Researchers at the Texas A&M College of Veterinary Medicine and Biomedical Sciences have identified a potential method to trigger tissue regeneration in mammals, challenging the long-held belief that humans are biologically incapable of regrowing complex body parts. By utilizing a two-stage treatment involving specific growth factors, the team successfully redirected the body's natural healing response away from traditional scar tissue formation and toward the development of functional bone, joints, and ligaments.

Typically, mammalian healing relies on fibrosis, where fibroblast cells prioritize rapid wound closure through scarring to prevent infection. While effective for survival, this process creates a physical barrier that prevents the regrowth of complex structures. The study suggests that mammalian cells possess a latent capacity for regeneration similar to that of salamanders, but this ability is currently suppressed by the body's default preference for scar formation. The researchers discovered that by applying fibroblast growth factor 2 (FGF2) followed by bone morphogenetic protein 2 (BMP2) in a precise sequence, they could coax these cells to form a blastema—a foundational structure necessary for tissue regrowth.

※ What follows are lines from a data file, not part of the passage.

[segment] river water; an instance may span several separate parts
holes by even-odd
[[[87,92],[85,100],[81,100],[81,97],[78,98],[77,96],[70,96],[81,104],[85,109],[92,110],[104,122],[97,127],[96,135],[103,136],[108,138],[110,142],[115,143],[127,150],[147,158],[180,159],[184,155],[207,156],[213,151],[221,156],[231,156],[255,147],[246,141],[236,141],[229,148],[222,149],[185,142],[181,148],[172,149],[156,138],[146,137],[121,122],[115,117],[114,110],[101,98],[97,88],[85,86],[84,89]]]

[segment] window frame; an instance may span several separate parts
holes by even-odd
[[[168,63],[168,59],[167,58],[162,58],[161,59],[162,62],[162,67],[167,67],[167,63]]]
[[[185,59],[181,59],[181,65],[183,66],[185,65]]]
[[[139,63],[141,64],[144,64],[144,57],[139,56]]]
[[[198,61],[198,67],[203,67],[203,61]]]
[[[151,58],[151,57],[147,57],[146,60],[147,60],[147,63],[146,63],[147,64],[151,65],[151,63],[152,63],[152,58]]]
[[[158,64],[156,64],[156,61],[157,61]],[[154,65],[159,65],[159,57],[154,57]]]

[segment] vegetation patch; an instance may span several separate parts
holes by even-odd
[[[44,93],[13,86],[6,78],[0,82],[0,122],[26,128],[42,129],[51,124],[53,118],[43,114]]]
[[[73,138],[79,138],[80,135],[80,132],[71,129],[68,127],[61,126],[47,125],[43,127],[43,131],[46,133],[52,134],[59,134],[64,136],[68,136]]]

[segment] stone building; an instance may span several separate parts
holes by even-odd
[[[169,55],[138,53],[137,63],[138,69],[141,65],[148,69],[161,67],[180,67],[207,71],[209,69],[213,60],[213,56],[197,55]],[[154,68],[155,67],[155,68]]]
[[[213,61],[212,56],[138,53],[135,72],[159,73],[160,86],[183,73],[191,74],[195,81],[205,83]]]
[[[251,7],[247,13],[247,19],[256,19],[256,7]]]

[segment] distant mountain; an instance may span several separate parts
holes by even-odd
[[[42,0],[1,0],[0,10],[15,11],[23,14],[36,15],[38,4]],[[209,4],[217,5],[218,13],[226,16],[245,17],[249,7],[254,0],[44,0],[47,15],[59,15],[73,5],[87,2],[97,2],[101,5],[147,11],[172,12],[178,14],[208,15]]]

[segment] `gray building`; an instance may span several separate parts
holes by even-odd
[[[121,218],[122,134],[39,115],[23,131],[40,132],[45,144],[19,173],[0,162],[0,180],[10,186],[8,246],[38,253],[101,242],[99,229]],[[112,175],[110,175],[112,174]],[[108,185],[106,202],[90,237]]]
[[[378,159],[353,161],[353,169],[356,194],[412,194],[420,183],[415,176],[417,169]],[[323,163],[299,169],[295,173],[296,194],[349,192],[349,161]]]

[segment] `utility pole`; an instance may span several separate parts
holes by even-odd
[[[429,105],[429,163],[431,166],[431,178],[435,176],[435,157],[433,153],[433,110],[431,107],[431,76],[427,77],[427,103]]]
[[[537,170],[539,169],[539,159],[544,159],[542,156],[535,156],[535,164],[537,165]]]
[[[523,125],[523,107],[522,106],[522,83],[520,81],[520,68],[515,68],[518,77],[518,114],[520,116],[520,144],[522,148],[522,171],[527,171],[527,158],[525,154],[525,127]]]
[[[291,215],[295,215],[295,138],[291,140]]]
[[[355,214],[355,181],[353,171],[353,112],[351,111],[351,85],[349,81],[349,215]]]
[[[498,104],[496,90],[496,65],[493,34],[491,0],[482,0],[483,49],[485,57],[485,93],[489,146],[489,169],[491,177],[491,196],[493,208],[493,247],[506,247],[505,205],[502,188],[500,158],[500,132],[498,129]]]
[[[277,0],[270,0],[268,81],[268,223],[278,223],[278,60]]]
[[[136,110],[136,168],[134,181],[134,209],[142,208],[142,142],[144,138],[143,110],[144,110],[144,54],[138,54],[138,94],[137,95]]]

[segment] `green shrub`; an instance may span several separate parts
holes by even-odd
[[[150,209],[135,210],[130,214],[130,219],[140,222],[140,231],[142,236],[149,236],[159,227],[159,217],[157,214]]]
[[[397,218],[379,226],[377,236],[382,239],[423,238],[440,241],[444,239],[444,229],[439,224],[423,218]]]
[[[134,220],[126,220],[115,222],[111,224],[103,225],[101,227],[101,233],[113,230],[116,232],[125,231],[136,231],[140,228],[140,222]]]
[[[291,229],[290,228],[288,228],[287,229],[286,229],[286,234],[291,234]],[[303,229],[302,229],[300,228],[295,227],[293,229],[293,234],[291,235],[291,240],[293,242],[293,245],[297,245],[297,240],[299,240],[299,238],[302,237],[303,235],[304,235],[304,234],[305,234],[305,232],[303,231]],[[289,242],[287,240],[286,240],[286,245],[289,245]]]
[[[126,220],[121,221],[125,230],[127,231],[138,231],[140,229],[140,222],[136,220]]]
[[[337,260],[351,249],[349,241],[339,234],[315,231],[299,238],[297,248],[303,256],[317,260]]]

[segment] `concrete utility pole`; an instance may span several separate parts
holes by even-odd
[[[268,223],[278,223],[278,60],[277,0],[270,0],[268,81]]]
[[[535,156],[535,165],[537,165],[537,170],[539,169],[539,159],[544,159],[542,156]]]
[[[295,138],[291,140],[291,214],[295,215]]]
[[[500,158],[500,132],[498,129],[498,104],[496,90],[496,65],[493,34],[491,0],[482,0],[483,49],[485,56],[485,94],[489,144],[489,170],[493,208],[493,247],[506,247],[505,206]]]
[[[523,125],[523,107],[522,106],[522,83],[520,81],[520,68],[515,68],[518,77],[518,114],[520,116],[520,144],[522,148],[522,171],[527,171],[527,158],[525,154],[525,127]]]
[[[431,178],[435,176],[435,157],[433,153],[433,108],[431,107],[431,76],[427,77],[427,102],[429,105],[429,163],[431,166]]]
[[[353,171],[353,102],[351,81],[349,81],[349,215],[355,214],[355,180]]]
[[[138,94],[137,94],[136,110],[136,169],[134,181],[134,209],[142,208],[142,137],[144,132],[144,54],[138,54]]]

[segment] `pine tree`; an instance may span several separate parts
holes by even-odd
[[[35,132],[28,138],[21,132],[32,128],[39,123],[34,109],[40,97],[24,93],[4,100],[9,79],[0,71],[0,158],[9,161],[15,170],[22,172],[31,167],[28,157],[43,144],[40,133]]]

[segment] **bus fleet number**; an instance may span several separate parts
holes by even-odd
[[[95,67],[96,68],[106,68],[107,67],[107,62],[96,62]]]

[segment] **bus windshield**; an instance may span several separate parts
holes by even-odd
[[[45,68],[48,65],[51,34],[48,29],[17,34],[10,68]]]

This breakthrough has significant implications for regenerative medicine and trauma care. If this process can be refined for human application, it could fundamentally change how clinicians treat severe injuries and amputations, moving beyond simple wound management toward true biological restoration. While the current results are not yet perfect replicas of original anatomy, the ability to manipulate cellular behavior to favor growth over scarring represents a major shift in our understanding of mammalian biology and opens new avenues for future therapeutic interventions.